For more than 50 years, scientists have warned about the risks of drinking alcohol in pregnancy. Recent research has found that a mother’s consumption of as little as one drink a week may affect a child’s brain development, cognitive function and behaviour, and facial shape, while for decades, public health campaigns have repeatedly said that there’s no safe amount of alcohol for mums to drink while pregnant.
“For years now, we’ve been hearing stories from women who said, ‘I never drank during pregnancy, but now I have an FAS kid – and my male partner was a chronic alcohol abuser’,” [Michael Golding, a developmental physiologist at Texas A&M University] says. But such stories often were dismissed as mothers being forgetful, if not outright lying.
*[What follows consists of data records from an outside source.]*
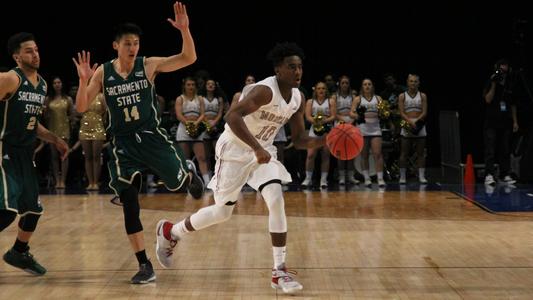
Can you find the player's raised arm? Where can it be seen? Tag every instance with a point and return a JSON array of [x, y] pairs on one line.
[[187, 55], [90, 83]]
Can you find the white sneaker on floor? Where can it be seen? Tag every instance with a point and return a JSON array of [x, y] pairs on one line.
[[282, 280], [352, 180], [164, 247], [306, 182], [324, 183], [489, 180], [508, 179]]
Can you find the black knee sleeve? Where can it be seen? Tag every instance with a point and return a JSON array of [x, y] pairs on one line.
[[131, 209], [29, 222], [6, 218]]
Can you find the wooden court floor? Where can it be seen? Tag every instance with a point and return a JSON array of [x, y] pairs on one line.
[[344, 245]]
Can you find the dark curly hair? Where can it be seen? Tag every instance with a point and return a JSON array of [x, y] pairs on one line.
[[13, 44], [282, 50]]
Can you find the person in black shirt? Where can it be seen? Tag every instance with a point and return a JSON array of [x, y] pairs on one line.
[[500, 121]]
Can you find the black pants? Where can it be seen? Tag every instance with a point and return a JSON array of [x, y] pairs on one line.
[[497, 148]]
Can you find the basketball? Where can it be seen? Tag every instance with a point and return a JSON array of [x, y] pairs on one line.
[[345, 141]]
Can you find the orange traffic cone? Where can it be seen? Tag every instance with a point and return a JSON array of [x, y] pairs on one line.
[[469, 179], [469, 171]]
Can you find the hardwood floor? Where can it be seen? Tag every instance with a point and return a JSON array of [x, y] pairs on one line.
[[344, 245]]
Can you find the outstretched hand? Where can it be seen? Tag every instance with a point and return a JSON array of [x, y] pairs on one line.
[[262, 156], [83, 65], [62, 148], [181, 19]]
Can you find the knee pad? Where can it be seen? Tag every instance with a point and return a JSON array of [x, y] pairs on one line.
[[6, 218], [29, 222], [211, 215], [273, 195], [131, 209]]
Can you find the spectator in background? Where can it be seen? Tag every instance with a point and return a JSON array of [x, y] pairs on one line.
[[59, 114], [500, 121]]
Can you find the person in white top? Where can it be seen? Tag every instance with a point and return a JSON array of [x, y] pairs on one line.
[[344, 98], [246, 154], [413, 109], [320, 104], [370, 129]]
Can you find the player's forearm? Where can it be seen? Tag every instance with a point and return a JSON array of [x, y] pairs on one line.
[[187, 49], [237, 125], [81, 97], [45, 135], [304, 141]]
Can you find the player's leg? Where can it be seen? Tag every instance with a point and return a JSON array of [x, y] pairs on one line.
[[125, 181], [230, 177], [277, 225], [30, 209]]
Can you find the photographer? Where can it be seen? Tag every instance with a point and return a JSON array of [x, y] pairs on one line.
[[500, 121]]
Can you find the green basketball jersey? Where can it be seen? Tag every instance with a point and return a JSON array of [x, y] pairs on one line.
[[21, 112], [131, 102]]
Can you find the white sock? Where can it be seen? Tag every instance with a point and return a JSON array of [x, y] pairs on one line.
[[279, 255], [178, 230], [206, 178]]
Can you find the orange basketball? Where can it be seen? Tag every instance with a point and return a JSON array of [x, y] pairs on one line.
[[345, 141]]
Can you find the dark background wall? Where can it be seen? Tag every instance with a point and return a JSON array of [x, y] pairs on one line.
[[451, 46]]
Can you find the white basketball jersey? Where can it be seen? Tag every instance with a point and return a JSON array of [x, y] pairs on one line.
[[265, 122], [371, 114], [190, 107], [320, 108], [211, 107], [413, 103]]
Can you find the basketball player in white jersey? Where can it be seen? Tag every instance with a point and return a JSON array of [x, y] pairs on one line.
[[246, 154], [413, 107]]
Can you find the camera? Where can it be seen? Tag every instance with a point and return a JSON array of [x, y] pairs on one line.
[[498, 75]]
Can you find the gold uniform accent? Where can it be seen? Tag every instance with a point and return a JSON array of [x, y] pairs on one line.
[[92, 124], [58, 119]]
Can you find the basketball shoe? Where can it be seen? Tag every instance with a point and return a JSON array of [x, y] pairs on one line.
[[165, 244], [282, 280]]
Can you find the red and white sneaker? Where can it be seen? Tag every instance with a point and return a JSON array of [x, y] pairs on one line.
[[282, 280], [165, 244]]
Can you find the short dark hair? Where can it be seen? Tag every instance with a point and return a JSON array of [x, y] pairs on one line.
[[127, 28], [282, 50], [13, 44]]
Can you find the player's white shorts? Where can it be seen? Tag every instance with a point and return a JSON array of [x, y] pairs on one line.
[[421, 133], [371, 127], [237, 165]]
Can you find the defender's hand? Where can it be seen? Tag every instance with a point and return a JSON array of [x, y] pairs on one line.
[[262, 156]]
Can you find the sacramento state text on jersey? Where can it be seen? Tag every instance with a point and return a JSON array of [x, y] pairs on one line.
[[127, 88], [31, 97]]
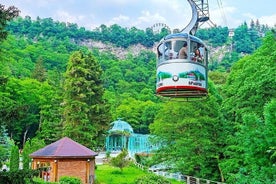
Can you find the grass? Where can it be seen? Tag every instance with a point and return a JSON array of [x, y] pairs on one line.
[[106, 174]]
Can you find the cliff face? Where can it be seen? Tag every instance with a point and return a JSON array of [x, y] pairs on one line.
[[119, 52]]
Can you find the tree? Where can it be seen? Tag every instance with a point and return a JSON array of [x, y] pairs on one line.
[[14, 160], [39, 72], [249, 95], [5, 145], [30, 146], [5, 16], [120, 160], [85, 112], [190, 136]]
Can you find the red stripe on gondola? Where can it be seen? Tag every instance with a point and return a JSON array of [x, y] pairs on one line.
[[177, 88]]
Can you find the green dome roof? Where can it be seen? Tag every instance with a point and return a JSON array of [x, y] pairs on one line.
[[120, 126]]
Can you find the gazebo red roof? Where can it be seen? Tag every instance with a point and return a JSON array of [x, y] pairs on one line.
[[64, 148]]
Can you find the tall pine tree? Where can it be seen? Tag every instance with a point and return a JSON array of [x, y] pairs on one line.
[[85, 112]]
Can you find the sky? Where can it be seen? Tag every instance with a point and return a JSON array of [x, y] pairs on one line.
[[142, 14]]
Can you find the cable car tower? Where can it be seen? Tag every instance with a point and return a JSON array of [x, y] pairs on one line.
[[182, 59]]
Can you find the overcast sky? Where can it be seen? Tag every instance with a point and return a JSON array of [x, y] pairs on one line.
[[144, 13]]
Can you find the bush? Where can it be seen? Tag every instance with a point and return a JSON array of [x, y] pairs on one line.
[[152, 179], [18, 177], [69, 180]]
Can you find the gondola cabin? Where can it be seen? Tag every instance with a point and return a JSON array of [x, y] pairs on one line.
[[182, 62]]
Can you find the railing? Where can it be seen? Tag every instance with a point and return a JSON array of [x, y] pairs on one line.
[[178, 176]]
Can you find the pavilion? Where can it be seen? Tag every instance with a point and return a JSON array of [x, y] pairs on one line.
[[121, 136], [65, 157]]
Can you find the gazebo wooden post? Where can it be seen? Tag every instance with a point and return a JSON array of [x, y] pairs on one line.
[[55, 170], [87, 170]]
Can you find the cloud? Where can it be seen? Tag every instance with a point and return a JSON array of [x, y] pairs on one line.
[[268, 20]]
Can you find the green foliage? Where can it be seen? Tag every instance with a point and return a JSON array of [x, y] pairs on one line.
[[5, 16], [249, 108], [5, 145], [30, 146], [39, 72], [18, 177], [69, 180], [251, 83], [14, 160], [85, 113], [152, 179], [23, 99], [120, 160]]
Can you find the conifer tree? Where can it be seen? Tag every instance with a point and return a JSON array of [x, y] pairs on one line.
[[85, 113], [14, 161], [39, 72], [5, 16]]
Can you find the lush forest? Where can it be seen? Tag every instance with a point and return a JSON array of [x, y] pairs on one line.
[[52, 86]]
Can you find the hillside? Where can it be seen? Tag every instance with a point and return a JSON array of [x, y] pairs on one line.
[[61, 80]]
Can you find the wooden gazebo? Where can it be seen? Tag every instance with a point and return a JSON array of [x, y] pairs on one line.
[[65, 157]]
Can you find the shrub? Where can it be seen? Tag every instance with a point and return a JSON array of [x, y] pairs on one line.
[[152, 179], [69, 180]]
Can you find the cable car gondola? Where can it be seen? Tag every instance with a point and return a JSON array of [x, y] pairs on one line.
[[182, 60]]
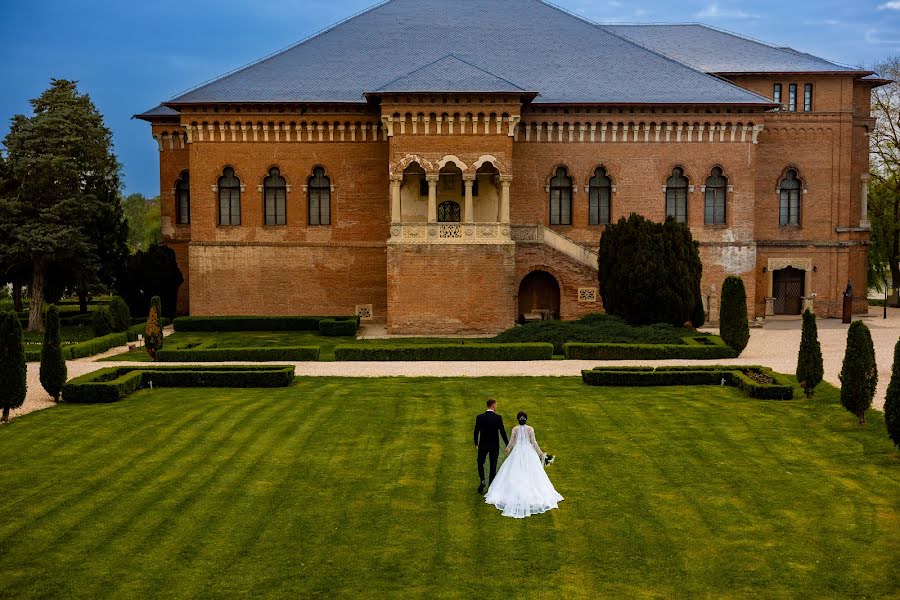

Recent research, however, raises an intriguing – and possibly game-changing – possibility: these mothers were right all along.
The idea that a father’s alcohol consumption before conception could have an impact on the offspring may seem far-fetched. But recent population studies have found that babies whose fathers drank are at a higher risk for various poor health outcomes. One 2021 observational study of more than half a million couples in China, for example, found that the risk of birth defects – including cleft palate, congenital heart disease, and digestive tract anomalies – was higher if the father drank before conception, even when the mother did not drink. Another population study from China compared 5,000 children with congenital heart defects to 5,000 without. Again, while overall risk remained relatively low, it found that babies were nearly three times more likely to have a congenital heart defect if their father drank – defined as having more than 50ml (1.7fl oz) of alcohol per day in the three months before pregnancy – than if he didn’t.